Others have actually dissected this before, but let me put it this way; running an MMO is not cheap. Now while CoH was pulling something like $10 to $12 million a year according to the last report, it was also evident that the game was steeply declining and in fact Freedom did little to avoid this decline. It also points to evidence that with those numbers CoH had less than 55,000 subscriptions, probably even fewer thanks to the cash shop, and that is the money used to keep the game running. Of course if you just take those numbers as they are, you think, then the game must be doing great. Well here’s the catch-22, revenue, again, does not equal profit, and all those developers (Paragon Studios reportedly held 80 at least) the cost of running the servers with technicians, the cost of internet, the cost of basic building utilities, employee training, employee benefits and all other overhead, my figure which others have even done in greater detail, have shown either two outcomes; City of Heroes was either just barely treading water (ie breaking even) or worst case scenario, was operating in the red.
Again, I don’t condone or condemn the actions and several of the points raised are valid by players, but some of the reactions are just baffling.
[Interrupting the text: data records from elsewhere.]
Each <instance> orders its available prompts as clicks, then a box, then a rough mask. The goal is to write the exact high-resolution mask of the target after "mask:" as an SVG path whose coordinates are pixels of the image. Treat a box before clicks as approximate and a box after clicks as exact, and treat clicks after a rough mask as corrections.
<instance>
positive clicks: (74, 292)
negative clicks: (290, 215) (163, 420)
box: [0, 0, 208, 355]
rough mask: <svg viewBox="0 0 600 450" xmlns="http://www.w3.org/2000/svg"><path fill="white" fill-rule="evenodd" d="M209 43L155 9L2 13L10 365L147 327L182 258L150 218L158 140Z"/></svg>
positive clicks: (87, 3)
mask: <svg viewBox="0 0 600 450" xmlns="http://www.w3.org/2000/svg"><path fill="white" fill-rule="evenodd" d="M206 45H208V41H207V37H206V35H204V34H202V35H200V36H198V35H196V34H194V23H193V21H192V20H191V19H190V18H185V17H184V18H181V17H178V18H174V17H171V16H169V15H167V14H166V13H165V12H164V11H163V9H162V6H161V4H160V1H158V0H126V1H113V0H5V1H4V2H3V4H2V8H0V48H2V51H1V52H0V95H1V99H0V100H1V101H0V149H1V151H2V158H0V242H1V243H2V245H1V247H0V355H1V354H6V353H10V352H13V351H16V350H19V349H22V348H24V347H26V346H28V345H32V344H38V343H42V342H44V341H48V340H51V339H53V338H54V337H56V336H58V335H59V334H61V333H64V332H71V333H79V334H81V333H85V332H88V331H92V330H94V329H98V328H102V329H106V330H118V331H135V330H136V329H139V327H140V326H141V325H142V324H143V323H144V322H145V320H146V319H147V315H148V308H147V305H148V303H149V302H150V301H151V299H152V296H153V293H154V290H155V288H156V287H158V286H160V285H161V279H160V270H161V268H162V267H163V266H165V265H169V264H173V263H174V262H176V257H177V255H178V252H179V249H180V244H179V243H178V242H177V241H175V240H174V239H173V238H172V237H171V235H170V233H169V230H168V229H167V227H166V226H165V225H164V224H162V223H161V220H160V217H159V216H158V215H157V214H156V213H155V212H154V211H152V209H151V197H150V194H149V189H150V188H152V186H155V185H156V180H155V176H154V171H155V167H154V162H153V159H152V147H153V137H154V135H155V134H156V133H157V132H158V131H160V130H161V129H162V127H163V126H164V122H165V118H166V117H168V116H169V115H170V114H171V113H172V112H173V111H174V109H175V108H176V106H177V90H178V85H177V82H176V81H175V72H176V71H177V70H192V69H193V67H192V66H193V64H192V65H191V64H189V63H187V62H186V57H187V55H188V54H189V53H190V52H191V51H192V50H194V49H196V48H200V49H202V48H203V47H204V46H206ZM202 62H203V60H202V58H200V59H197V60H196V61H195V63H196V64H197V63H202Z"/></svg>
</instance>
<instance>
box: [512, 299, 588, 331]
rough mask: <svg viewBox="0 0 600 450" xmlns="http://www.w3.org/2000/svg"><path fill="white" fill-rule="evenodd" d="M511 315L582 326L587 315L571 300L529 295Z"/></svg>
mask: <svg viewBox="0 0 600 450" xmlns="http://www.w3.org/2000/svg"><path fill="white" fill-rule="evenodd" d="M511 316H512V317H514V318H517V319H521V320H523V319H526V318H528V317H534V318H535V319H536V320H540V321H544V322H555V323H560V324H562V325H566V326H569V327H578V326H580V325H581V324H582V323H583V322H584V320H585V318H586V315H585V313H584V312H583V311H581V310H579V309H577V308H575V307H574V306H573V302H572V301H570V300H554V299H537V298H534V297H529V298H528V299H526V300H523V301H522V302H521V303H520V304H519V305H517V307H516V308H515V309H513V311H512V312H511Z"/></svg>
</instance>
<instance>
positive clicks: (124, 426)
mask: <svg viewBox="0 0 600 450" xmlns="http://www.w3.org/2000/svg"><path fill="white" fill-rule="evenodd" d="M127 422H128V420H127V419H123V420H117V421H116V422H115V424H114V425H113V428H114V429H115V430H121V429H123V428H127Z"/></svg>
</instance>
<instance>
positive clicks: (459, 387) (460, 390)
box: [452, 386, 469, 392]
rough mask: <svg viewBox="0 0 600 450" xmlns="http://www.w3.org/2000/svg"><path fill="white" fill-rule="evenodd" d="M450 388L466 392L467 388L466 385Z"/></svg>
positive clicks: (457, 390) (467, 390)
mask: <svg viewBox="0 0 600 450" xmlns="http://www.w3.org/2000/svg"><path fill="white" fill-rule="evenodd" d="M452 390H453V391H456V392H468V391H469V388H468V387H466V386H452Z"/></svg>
One of the arguments presented about this was how the developers would be out of work and such, but those same people turned around and said just cancel the other project. So in the resolution of that the solution to keeping the CoH devs from being fired was probably firing the other developers on their other project? That would have been around 40 or more developers out of work by that, possibly even as high as 60, because that entire company would not be devoted to working on City of Heroes as admitted to by several of Paragon staff.
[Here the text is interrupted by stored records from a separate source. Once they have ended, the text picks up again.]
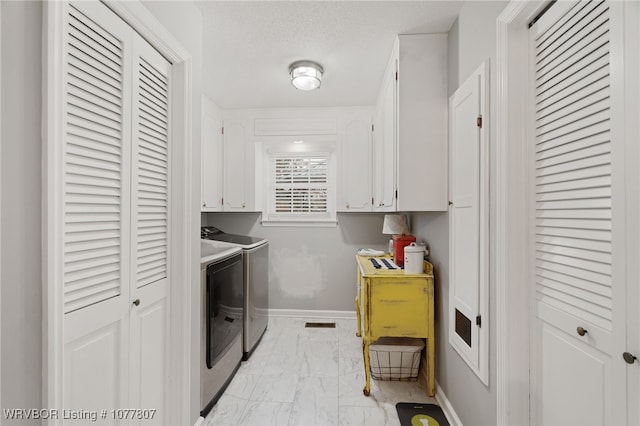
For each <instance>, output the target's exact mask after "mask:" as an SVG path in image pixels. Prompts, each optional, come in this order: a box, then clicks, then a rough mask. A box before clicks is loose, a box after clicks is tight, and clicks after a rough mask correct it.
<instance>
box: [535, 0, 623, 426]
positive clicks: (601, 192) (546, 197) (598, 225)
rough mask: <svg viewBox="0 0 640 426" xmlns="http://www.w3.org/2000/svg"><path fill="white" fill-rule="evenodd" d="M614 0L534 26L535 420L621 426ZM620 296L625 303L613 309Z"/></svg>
mask: <svg viewBox="0 0 640 426" xmlns="http://www.w3.org/2000/svg"><path fill="white" fill-rule="evenodd" d="M610 29H611V26H610V10H609V3H608V2H603V1H581V2H557V3H554V4H553V5H552V6H551V7H550V9H549V10H548V11H547V12H546V13H545V14H544V15H543V16H542V17H541V18H540V20H539V21H538V22H537V23H535V24H534V25H533V26H532V28H531V30H530V35H531V48H532V57H533V58H534V66H533V68H534V69H533V73H534V75H533V80H534V87H535V88H534V95H535V100H534V102H535V103H534V114H535V129H534V135H535V140H534V141H533V143H534V144H535V146H534V148H533V155H534V159H533V165H534V172H533V173H534V177H533V179H534V189H533V192H534V193H533V198H534V200H533V204H534V206H535V207H534V213H535V217H534V218H533V222H534V242H533V244H534V246H535V251H534V253H535V264H534V271H535V285H534V288H535V298H534V304H533V309H534V313H533V315H534V328H533V340H532V349H533V354H534V355H533V356H532V359H533V363H534V371H535V373H534V374H533V375H532V381H533V383H534V389H535V390H534V395H533V398H532V402H533V407H532V408H533V410H534V411H533V416H534V419H533V422H532V424H544V425H596V424H597V425H604V424H622V423H624V420H622V421H621V419H624V418H625V412H626V405H625V401H626V394H625V391H624V389H625V386H624V383H620V381H619V380H618V379H619V377H620V369H621V368H624V363H623V362H622V360H621V359H620V353H619V352H617V349H616V348H618V347H619V345H618V343H619V342H618V341H617V340H616V339H619V338H620V336H621V332H622V335H623V334H624V321H625V320H624V309H621V304H620V295H621V294H623V293H624V286H625V282H624V276H623V275H620V274H618V272H619V271H620V268H618V269H616V264H617V263H619V262H618V261H620V260H621V259H622V257H615V256H614V253H615V251H614V249H613V247H614V242H615V243H616V244H618V246H619V247H623V246H624V235H622V234H621V233H614V232H613V230H614V229H615V228H614V226H612V224H613V220H612V218H613V217H614V216H613V214H612V207H613V206H614V205H616V204H615V203H616V199H615V196H614V194H616V191H615V188H614V185H613V183H612V170H613V169H614V167H613V161H612V158H613V155H612V151H613V149H614V146H615V143H614V141H613V140H612V125H611V123H612V114H611V110H612V104H613V102H612V98H611V96H612V90H611V73H612V66H611V57H612V55H611V51H612V46H611V42H610V40H611V37H610ZM616 303H617V304H616Z"/></svg>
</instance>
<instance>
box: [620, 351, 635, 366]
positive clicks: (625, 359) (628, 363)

Other points that come up are things like how games like AION or such aren't doing well in America. Well, they are doing fine in Asia. Here’s the problem with that line of logic. CoH bombed hard in Asia, and at the end there wasn't doing well in America either. Yea, it’s easy to see conspiracies whenever you narrow your vision and just focus on one or two things about something that goes on, but you have to actually look at the whole picture on the grand scale.
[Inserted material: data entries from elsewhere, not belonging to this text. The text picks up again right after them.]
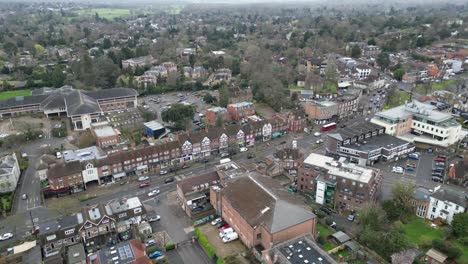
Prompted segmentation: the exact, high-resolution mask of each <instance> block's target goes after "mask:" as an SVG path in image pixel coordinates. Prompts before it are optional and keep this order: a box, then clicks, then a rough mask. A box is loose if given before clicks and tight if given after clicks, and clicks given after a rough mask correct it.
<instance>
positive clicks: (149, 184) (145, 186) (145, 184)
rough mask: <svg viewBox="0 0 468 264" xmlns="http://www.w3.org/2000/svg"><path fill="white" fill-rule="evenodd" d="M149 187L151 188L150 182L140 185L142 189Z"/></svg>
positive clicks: (144, 182) (147, 182)
mask: <svg viewBox="0 0 468 264" xmlns="http://www.w3.org/2000/svg"><path fill="white" fill-rule="evenodd" d="M148 186H150V183H149V182H143V183H140V185H139V187H140V188H145V187H148Z"/></svg>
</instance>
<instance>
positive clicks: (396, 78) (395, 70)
mask: <svg viewBox="0 0 468 264" xmlns="http://www.w3.org/2000/svg"><path fill="white" fill-rule="evenodd" d="M405 73H406V69H405V68H401V67H400V68H398V69H396V70H395V71H394V72H393V78H395V79H397V80H399V81H401V80H402V79H403V75H405Z"/></svg>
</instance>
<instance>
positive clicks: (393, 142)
mask: <svg viewBox="0 0 468 264" xmlns="http://www.w3.org/2000/svg"><path fill="white" fill-rule="evenodd" d="M325 144H326V151H327V153H328V154H332V155H335V156H340V157H346V158H348V159H349V160H350V161H351V162H354V163H357V164H359V165H362V166H365V165H373V164H374V163H375V162H378V161H393V160H398V159H400V158H402V157H404V156H406V155H408V154H409V153H411V152H413V151H414V150H415V146H414V145H413V144H412V143H410V142H408V141H405V140H402V139H399V138H397V137H394V136H390V135H387V134H385V128H384V127H381V126H378V125H375V124H373V123H370V122H365V123H355V124H350V125H348V126H347V127H344V128H341V129H339V130H337V131H336V132H334V133H329V134H327V140H326V142H325Z"/></svg>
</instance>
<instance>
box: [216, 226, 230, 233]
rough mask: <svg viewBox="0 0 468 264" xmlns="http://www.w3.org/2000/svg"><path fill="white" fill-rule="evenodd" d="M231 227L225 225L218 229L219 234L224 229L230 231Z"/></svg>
mask: <svg viewBox="0 0 468 264" xmlns="http://www.w3.org/2000/svg"><path fill="white" fill-rule="evenodd" d="M229 227H230V226H229V225H223V226H222V227H220V228H218V232H220V233H221V231H223V230H224V229H228V228H229Z"/></svg>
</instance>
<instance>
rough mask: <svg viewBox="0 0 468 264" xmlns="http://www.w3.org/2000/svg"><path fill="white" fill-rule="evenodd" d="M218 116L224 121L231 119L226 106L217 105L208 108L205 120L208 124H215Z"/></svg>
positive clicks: (227, 120) (218, 117) (228, 120)
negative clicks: (209, 107) (228, 113)
mask: <svg viewBox="0 0 468 264" xmlns="http://www.w3.org/2000/svg"><path fill="white" fill-rule="evenodd" d="M218 118H221V120H223V123H224V122H225V121H229V114H228V111H227V109H226V108H224V107H219V106H216V107H212V108H208V109H206V112H205V121H206V123H207V124H210V125H215V124H216V121H217V120H218Z"/></svg>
Yea, I know for a lot of people that CoH was their love, the game they enjoyed and in that instance, their first MMO. Like Scotty said in the episode Relics, “You never love a woman like that again.” And the same can be said for your first MMO. Through all its faults and imperfections, you will love it because it was your first. It is what introduced you to the genre. I do miss CoH and what it was, but what it became is not the game I originally loved.
Now, my intent is not to make people mad with my points of view or even to try and dissuade them from loving their favorite product, but loving something doesn't mean blind devotion to it. You have to understand and admit that even if you love something doesn't mean it was perfect. The numbers speak for themselves in that regard, because a perfect system that everyone loves would have people jumping over each other to be a part of it. You have to admit to the flaws of the product and understand them and at least constructively point out why they are flawed. Yes Men do not help get the weak points of your beloved title fixed, and if you really want that level of exposure, you need to be sure that you help get those weak points fixed or improved, otherwise they could be game shatteringly detrimental to the longevity of your loved product. Change is a necessary thing in the life of an MMO, and sometimes things need to be changed, re-balanced and improved just to make sure the game survives, especially if they are part of the key features.